Why is this ceremony called wine-carrying? You may ask. The answer is simple: the bride usually has to find her groom among the guests and express her gratitude by giving him a cup of wine. When the groom drinks the wine, the ceremony will go on and people celebrate together. This tradition is quite tricky because finding the groom in the crowd is not the easiest job for the bride. People at the Igbo wedding usually dress in the same clothing – literally the same fabrics and colors. Sure, the wedding pictures turn out beautiful; however, the bride can struggle with finding her groom for a long time. Besides, the guests often distract the bride on purpose to make her job more complicated.

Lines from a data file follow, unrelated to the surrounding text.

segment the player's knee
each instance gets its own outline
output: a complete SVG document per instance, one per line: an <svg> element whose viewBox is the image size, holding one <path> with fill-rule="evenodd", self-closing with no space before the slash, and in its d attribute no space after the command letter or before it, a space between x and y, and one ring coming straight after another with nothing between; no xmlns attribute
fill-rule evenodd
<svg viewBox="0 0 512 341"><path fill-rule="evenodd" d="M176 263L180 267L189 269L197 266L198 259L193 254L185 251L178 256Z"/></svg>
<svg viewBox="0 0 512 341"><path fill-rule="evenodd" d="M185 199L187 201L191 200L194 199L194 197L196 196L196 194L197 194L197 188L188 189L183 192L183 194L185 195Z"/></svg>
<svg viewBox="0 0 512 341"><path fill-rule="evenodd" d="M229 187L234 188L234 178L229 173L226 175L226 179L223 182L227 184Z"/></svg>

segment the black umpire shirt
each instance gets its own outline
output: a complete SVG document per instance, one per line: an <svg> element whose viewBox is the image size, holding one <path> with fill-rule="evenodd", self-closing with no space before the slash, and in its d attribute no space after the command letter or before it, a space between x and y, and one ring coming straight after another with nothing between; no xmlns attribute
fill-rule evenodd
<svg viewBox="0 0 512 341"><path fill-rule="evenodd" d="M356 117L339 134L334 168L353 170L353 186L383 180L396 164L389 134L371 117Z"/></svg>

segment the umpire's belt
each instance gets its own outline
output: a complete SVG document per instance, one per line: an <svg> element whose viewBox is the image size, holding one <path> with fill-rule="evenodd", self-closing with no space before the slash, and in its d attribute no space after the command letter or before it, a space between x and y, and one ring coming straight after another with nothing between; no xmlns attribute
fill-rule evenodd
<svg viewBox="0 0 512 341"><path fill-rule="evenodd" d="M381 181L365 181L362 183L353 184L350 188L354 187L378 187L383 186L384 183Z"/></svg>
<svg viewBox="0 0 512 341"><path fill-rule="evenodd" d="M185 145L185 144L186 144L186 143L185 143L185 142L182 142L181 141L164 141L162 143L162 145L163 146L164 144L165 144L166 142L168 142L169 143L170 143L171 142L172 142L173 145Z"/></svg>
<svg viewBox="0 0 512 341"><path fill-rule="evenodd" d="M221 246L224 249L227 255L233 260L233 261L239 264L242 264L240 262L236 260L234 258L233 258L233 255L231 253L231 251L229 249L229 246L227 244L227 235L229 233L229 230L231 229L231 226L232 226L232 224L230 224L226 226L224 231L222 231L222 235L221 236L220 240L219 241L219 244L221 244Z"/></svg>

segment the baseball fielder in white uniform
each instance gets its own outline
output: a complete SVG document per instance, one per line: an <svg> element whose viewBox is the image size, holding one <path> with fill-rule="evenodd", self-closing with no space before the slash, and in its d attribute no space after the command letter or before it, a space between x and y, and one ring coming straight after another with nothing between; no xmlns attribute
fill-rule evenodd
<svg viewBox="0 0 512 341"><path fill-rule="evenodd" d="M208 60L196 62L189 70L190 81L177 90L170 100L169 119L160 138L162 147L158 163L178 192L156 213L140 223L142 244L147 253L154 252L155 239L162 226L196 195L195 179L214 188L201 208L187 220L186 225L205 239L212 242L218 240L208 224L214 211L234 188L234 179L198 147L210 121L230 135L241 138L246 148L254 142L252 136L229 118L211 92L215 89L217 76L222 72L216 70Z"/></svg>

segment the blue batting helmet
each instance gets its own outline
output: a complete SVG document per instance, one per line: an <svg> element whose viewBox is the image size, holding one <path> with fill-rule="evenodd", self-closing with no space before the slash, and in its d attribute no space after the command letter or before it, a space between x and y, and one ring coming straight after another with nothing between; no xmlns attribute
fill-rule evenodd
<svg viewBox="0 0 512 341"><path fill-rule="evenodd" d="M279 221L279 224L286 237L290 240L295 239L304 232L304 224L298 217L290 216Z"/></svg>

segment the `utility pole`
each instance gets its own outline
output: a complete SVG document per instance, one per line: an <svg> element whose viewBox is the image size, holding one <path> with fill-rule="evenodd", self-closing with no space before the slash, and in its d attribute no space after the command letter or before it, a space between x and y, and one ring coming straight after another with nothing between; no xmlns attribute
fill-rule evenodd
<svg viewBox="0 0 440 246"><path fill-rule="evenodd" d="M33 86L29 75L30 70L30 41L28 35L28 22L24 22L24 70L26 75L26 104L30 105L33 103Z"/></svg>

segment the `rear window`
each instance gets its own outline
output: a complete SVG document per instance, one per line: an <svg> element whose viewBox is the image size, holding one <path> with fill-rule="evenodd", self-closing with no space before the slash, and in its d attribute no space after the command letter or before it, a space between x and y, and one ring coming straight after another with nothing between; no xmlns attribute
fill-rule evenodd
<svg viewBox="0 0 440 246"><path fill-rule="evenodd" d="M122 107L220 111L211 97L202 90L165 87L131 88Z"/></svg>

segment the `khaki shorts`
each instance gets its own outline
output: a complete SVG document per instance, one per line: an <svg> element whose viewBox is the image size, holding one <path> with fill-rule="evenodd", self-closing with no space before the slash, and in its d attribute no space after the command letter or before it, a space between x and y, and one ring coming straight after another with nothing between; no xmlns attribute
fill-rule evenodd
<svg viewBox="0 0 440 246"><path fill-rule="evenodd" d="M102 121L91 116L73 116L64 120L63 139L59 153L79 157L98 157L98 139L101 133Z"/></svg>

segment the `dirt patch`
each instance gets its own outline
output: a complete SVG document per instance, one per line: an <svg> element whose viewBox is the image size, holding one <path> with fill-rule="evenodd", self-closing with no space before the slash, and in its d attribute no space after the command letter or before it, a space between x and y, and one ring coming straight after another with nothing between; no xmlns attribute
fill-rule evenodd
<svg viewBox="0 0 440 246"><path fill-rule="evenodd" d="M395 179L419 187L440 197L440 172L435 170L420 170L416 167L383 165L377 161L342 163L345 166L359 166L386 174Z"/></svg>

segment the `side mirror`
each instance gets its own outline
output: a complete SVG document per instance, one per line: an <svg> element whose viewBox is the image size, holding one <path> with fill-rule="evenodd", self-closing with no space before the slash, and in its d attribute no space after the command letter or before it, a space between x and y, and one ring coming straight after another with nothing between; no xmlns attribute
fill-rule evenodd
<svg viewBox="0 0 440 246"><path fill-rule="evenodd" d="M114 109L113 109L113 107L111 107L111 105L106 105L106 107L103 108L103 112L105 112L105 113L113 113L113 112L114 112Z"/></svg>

Speaking of the bride and groom’s wedding attire, it is magnificent and really beautiful. Instead of a traditional white dress, the bride usually wears a bright-coloured outfit with accessories, most often made of coral, and a headgear which matches the color of her wedding attire. As for the groom, he wears a special cap, an embroidered shirt, and jewelry made of coral to match the bride.

Generally, the bride and groom are allowed to get creative with their attire and use different materials and accessories. The attire is the face of the wedding, and most of the couples choose it carefully.


Another tradition include an older person giving the newlyweds a special wooden stick called “ofo”, which is a symbol of unity and truth among Igbo natives. Very often, the wedding includes such a custom as “bride’s train”, when the bride’s female friends who are still single enter the church in a special dance, and people bless them by throwing money at them. This is considered to be a demonstration of wishing the bride and her friends good luck.


Generally, Igbo traditional wedding is an important part of the African culture, and it requires a lot of preparation and expenses. Igbo wedding depicts the unique African ethnicity and has an important mission to promote unity among Igbo people. If you and your future spouse would like to throw your own Igbo wedding, we wish you the best of luck.